A child learns from parents. That said, it is the duty of parents to teach kids about money management. In fact, you can help them prepare wisely, by doing simple exercises. These involve managing school activities, pocket money or sending them out to buy products. All of these can help a child develop smart money habits. Archit Gupta, Founder & CEO ClearTax said,
“Teaching your kids how to manage money is vital in today’s day and age. Managing money is something even adults grapple with, giving them an early head start will help them make fiscally wise decisions later in life.”
Gupta laid down few tips that’ll help teach your kids how to make financially viable decisions:
Slowly introduce the concept of budgeting to your children. No matter how small an allowance you choose to give, ask your kids to keep track of how much they spend and where they plan to spend it. Inculcating such habits early on will prove to be beneficial later in life. Once they start earning, they’ll be able to manage their income better.
Meanwhile, Javed Tapia, Founder Slonkit which is India’s first money management app for parents and teenagers said, “Once they understand the benefits of saving and start doing the same, teach them budgeting. Guide your children to document their expenses and ask them to set monthly budgets. If needed, help them categorize their expenses, put a limit on spends in each category and monitor their expenses across categories.”
Avoid giving allowances to your kids. Try paying them commissions based on chores they do around the house such as taking out the trash, cleaning their room, or watering the plants. This activity will help them understand that money is earned and not just handed over.
Also, Tapia adds, “It’s important to give children some money to manage. However, ensure that they have earned it. Offer your children an allowance on completion of a set of household chores.
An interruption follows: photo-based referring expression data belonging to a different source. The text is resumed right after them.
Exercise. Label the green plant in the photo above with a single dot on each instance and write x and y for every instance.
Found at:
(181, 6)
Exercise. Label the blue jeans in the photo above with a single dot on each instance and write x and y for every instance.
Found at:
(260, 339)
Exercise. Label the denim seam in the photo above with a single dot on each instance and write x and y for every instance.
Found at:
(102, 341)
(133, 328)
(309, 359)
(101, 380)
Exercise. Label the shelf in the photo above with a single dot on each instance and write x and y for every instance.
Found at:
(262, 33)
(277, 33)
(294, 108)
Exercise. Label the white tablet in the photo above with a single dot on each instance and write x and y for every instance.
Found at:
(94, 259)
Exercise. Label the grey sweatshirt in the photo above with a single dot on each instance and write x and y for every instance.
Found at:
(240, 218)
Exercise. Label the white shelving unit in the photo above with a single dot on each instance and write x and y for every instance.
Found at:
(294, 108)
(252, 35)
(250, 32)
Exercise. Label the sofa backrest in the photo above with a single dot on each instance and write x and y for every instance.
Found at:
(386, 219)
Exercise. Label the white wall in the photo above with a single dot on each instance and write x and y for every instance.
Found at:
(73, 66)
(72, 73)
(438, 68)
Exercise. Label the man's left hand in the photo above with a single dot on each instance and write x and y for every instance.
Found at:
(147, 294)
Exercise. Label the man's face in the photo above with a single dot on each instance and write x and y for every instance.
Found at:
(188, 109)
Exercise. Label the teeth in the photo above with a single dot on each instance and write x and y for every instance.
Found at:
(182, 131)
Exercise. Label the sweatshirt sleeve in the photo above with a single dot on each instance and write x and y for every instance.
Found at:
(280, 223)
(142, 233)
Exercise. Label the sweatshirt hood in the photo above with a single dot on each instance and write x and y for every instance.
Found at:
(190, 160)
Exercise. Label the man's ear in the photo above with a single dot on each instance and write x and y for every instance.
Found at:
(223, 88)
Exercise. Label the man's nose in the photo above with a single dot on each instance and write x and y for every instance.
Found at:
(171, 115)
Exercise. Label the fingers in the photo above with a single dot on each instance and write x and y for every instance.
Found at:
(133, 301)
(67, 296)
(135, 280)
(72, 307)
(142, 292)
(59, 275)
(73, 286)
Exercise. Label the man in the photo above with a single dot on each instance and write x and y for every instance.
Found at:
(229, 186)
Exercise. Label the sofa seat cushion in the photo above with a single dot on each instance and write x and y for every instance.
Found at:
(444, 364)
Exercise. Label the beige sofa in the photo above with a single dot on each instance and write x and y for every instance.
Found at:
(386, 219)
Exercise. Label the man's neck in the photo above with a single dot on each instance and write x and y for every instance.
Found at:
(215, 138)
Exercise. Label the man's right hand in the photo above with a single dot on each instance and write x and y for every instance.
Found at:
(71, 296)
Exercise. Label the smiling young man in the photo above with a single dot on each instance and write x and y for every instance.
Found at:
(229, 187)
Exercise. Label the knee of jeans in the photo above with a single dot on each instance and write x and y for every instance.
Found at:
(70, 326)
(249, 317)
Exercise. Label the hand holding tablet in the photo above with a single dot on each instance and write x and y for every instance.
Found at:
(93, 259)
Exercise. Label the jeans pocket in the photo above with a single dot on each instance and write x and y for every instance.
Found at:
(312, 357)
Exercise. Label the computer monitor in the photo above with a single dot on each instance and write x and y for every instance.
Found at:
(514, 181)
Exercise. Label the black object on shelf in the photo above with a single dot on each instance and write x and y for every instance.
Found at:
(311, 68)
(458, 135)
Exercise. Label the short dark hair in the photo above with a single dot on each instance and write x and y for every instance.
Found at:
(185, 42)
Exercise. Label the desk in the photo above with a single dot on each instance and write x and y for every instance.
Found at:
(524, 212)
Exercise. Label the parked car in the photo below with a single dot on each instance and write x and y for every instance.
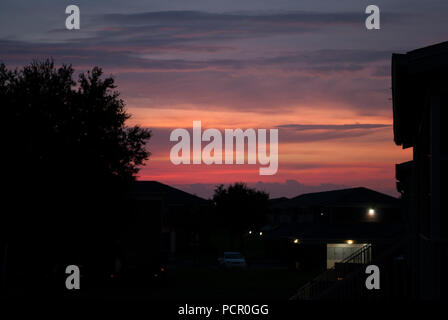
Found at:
(232, 260)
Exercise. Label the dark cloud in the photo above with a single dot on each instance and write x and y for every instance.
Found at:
(321, 132)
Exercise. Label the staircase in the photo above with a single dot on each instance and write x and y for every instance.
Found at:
(355, 262)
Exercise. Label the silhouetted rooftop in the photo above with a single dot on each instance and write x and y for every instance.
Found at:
(352, 197)
(172, 196)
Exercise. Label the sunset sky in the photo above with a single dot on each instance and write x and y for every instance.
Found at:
(308, 68)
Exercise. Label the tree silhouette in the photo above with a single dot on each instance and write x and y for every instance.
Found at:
(69, 157)
(240, 207)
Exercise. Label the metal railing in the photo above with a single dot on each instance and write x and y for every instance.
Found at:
(326, 279)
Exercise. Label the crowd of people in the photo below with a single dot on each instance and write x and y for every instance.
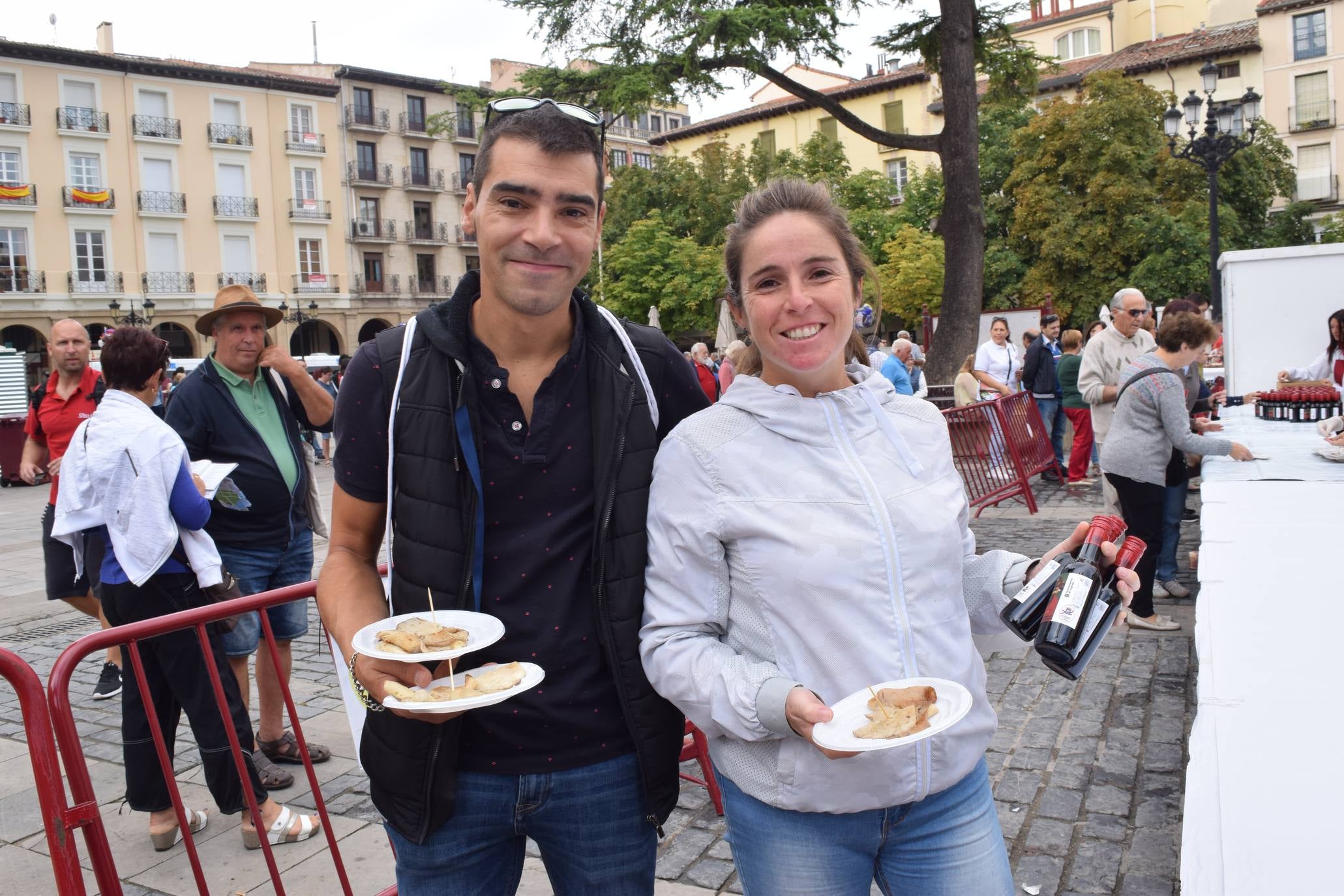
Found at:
(726, 538)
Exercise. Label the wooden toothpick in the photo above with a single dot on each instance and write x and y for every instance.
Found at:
(885, 713)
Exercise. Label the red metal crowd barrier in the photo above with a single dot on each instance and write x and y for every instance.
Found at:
(998, 446)
(85, 812)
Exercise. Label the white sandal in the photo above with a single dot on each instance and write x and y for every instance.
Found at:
(280, 833)
(167, 840)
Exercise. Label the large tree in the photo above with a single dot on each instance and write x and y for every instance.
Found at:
(659, 50)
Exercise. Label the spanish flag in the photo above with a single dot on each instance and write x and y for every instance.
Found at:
(101, 196)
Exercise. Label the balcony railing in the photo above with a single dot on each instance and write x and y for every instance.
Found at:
(1311, 116)
(1320, 188)
(305, 142)
(386, 286)
(27, 195)
(229, 135)
(15, 113)
(98, 281)
(440, 285)
(243, 278)
(423, 177)
(367, 119)
(235, 207)
(155, 202)
(22, 280)
(157, 127)
(372, 175)
(167, 282)
(378, 229)
(81, 119)
(436, 231)
(311, 209)
(70, 198)
(316, 282)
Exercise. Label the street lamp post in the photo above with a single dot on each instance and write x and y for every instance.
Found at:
(1210, 149)
(132, 319)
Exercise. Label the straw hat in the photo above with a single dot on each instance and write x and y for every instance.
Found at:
(235, 299)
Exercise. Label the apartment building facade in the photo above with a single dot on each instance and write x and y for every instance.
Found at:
(134, 185)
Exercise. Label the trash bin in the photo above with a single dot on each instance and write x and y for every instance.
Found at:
(11, 449)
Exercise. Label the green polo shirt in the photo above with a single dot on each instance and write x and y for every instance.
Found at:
(258, 406)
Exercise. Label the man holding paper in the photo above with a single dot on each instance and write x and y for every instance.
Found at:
(246, 406)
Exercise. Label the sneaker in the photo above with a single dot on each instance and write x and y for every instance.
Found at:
(109, 683)
(1172, 588)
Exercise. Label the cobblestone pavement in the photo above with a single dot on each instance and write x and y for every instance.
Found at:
(1088, 775)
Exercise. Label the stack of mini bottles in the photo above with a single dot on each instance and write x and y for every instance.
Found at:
(1069, 605)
This could be as simple as setting the table for dinner.”
Avoid impulse buys:
Try not to give into all your children’s whims and fantasies. If they make an impulsive demand, ask them to be patient and reason with them as to why they need it. Instead of giving in, encourage them to wait. Delayed gratification helps develop patience in your children as well as prepares them to make level headed decisions.
Additionally, Tapia had also highlighted few pointers which can help children be financially fit.
Set goals for your children:
How about setting goals for your children and rewarding them on successful attainment? Throw in small challenges to get your children excited about earning the money that she/he would manage. The goal is usually an activity that consumes a significant time. It could be scoring good grades in exams or learning a new language. If the child is rewarded with monetary incentives for attaining these goals, they will value the money they earn and translate it into meaningful spends.
Cultivate the habit of saving:
Take your children shopping and show them one lower priced and one higher priced toy. Explain that in order to buy the more expensive item, they will have to save their allowances.
Advocate thoughtful spending:
Encourage your children to be thoughtful buyers. Irrespective of the cost of the purchase, urge your children to scout for better options, negotiate with the seller and get more value for their money. This enables children to use their allowances in a better manner. By doing this consistently, they can develop a habit of valuing money and using it judiciously.
Set a good example:
Ultimately, you’re the role model for your children. If you’re spending mindfully as per your needs, the same will be understood by your children and they are highly likely to follow in your footsteps.
Finally, Gupta says, “Educating your children about money will not be easy, but if you follow these steps, they will surely be successful when they get older.”